Вот здесь, на месте этих руин, мы построим театры, здесь — резиденцию советского правительства, здесь — фабрики, здесь — государственный банк. Их будут строить знаменитые архитекторы, ведь так? Да, и все будет современным, из стекла и стали, современным и, конечно же, соразмерным с человеческими потребностями. Мы снова разрушим церкви и часовни, построенные немцами, места унижения и лицемерного поклонения мертвому Богу. А как я попаду в город, когда приеду из Базеля, Граца или Лиона? По новому кольцу, товарищ конфедерат, там будет проходить серебряная монорельсовая дорога, движение круглосуточное. А за рулем будут сидеть наши надежные друзья и братья, и приветствовать каждого пассажира. Мы построим сеть современных дорог, от Бордо до Любляны, от Карлсруэ до Вентимильи. Вслед за тем мы построим гигантские подземные пневматические тоннельные дороги, пересекающиеся друг с другом во тьме, освещенные потрескивающим электричеством. От Базеля до Милана всего за семь часов. А потом, позже — ракеты, раскрашенные в красный цвет. И с белым крестом. Мы заключим мир с Хиндустаном, Кореей, Великой Австралийской империей. Мы победим германских и британских фашистов, но не будем их порабощать. Вот наш путь. Мы построим деревни и города из золота. Так что я здесь совсем ненадолго. Горы и облака. Птицы. Я их не вижу.
II
Красногвардеец у ворот отдал мне честь. На его лице — в уголках губ — мелькнуло что-то похожее на улыбку. Все как обычно. Комиссариат Верховного Совета кантона в Ной-Берне, в который я при вступлении в должность в соответствии с регламентом пришел на четвертый день, размещался в экспроприированной вилле немецко-турецкого генерала Эртегюна. Будучи губернатором, при своем кровавом режиме он не только растратил бюджет союзников, но и выпустил кишки этому древнему швейцарскому городу. Совершенно справедливо Эртегюна назвали извергом, и пощады ему не было. Он предстал перед военным трибуналом, и три дня назад его расстреляли у стены дома на Адольф-Вёльфли-гассе. День был еще холоднее, чем сегодня. Я присутствовал при экзекуции и хорошо запомнил округлости его рыхлого живота под рубашкой, застывший взгляд, высокомерный отказ выкурить последнюю сигарету, и, наконец, — скрюченный, залитый кровью труп на снегу. Потом к нему подошел капрал и выстрелил из револьвера: coup de gráce.[5]

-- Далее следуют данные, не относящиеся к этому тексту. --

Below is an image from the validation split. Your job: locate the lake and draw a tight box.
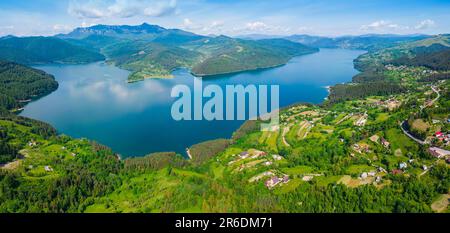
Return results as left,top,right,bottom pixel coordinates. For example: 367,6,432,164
21,49,364,157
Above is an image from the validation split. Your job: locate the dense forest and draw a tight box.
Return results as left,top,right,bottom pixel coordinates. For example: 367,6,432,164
0,30,450,213
328,82,406,103
0,37,104,64
0,60,58,110
389,48,450,71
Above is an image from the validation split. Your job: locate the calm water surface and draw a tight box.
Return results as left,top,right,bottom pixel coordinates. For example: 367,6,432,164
21,49,364,157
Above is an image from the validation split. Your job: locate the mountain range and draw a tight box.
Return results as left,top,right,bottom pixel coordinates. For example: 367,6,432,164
0,23,440,82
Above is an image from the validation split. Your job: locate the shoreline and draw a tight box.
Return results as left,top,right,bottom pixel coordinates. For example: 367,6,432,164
17,50,355,160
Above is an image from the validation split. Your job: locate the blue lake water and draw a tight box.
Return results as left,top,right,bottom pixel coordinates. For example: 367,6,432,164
21,49,364,157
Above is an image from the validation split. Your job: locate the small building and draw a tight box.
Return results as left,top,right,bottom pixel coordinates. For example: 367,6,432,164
361,172,367,179
283,175,289,183
381,138,391,148
399,163,408,169
431,119,441,124
272,155,283,160
239,151,248,159
428,147,450,159
375,176,381,183
391,169,403,175
378,167,387,173
369,134,380,143
264,161,273,166
266,176,280,188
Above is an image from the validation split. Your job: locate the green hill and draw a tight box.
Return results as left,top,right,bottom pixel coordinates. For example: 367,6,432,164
57,24,318,82
0,37,104,64
0,61,58,110
187,37,318,76
355,34,450,71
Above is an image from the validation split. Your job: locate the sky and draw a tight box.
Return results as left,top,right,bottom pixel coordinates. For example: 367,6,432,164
0,0,450,36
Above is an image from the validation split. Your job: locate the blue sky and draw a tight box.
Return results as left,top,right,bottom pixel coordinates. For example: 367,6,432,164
0,0,450,36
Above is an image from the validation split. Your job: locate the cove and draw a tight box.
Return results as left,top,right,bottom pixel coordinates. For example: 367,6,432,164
20,49,364,157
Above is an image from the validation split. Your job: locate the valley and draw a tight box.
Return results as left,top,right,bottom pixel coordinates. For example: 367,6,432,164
0,25,450,213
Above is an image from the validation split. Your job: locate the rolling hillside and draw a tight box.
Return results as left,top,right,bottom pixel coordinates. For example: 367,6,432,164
0,37,104,64
0,60,58,110
58,24,318,82
355,34,450,70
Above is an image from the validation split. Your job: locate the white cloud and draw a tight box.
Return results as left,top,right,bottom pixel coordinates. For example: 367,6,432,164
361,20,405,31
245,21,270,31
144,0,177,17
68,0,177,19
182,18,225,33
415,19,435,30
231,21,292,34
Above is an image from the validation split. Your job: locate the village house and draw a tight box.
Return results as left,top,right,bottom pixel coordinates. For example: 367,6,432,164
369,134,380,143
264,161,273,166
360,172,367,179
251,150,267,159
398,163,408,170
283,175,289,184
272,155,283,161
265,176,280,189
378,167,387,173
28,141,37,147
381,138,391,148
428,147,450,159
391,169,403,175
239,151,248,159
375,176,381,183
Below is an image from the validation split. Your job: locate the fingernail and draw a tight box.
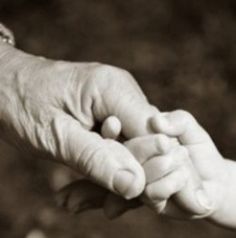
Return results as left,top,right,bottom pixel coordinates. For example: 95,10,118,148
113,170,136,199
196,190,213,210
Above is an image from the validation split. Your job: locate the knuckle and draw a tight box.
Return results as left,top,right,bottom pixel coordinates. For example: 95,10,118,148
175,109,193,120
144,184,159,200
157,156,170,174
177,145,188,159
155,134,170,153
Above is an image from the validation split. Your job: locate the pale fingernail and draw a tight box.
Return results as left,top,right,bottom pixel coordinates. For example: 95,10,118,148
196,190,213,210
113,170,135,199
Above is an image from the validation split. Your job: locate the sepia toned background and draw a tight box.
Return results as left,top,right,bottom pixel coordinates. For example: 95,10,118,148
0,0,236,238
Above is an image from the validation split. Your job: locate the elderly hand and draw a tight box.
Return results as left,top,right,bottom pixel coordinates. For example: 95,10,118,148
0,43,157,199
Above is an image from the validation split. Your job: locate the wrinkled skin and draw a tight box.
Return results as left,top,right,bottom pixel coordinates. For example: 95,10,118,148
0,44,158,199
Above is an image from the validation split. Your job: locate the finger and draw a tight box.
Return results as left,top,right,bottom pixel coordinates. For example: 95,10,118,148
124,134,173,164
101,116,121,139
151,110,211,145
103,193,143,219
143,168,187,205
143,147,213,216
93,66,158,139
54,114,145,199
143,146,188,184
56,180,108,213
56,180,142,219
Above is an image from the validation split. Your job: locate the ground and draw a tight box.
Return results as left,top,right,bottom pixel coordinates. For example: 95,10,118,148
0,0,236,238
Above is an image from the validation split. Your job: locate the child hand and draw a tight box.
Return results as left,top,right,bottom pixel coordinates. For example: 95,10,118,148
125,134,213,218
152,110,231,224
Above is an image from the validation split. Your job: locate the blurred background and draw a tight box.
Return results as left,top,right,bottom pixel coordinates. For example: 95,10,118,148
0,0,236,238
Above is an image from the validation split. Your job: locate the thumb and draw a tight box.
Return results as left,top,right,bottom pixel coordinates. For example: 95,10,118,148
93,67,158,139
54,114,145,199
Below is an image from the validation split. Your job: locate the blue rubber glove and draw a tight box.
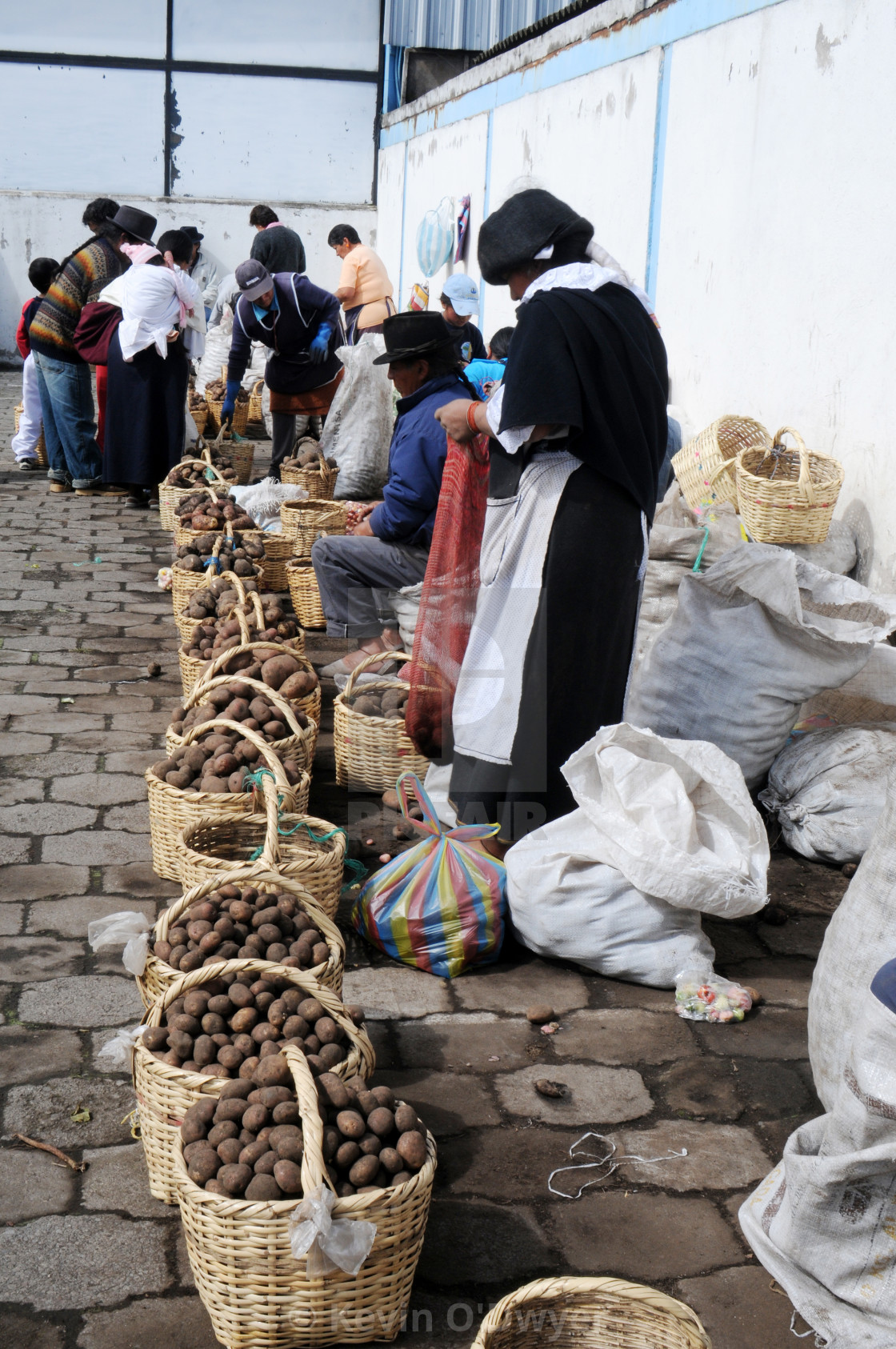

ШСР отказалась от устаревшей буржуазной концепции столицы, хотя еще остались кое-где уже не вполне полномочные центры политической или военной власти — в Гренобле, Любляне, Швейцарском Зальцбурге, Базеле, Клагенфурте, Ной-Берне, Триесте. Восстанавливался разрушенный Цюрих, а Страсбург и Карлсруэ мы, кажется, опять потеряли, отдав немцам. Чем-то великим был пронизан воздух, я чувствовал это по металлически-острому привкусу во рту, перемены, смена времен, война должна была полыхнуть в нашу пользу. Я видел это по тому, с каким достоинством стоял навытяжку красноармеец у ворот. Наверное, Мюнхен уже сдался — или скоро сдастся.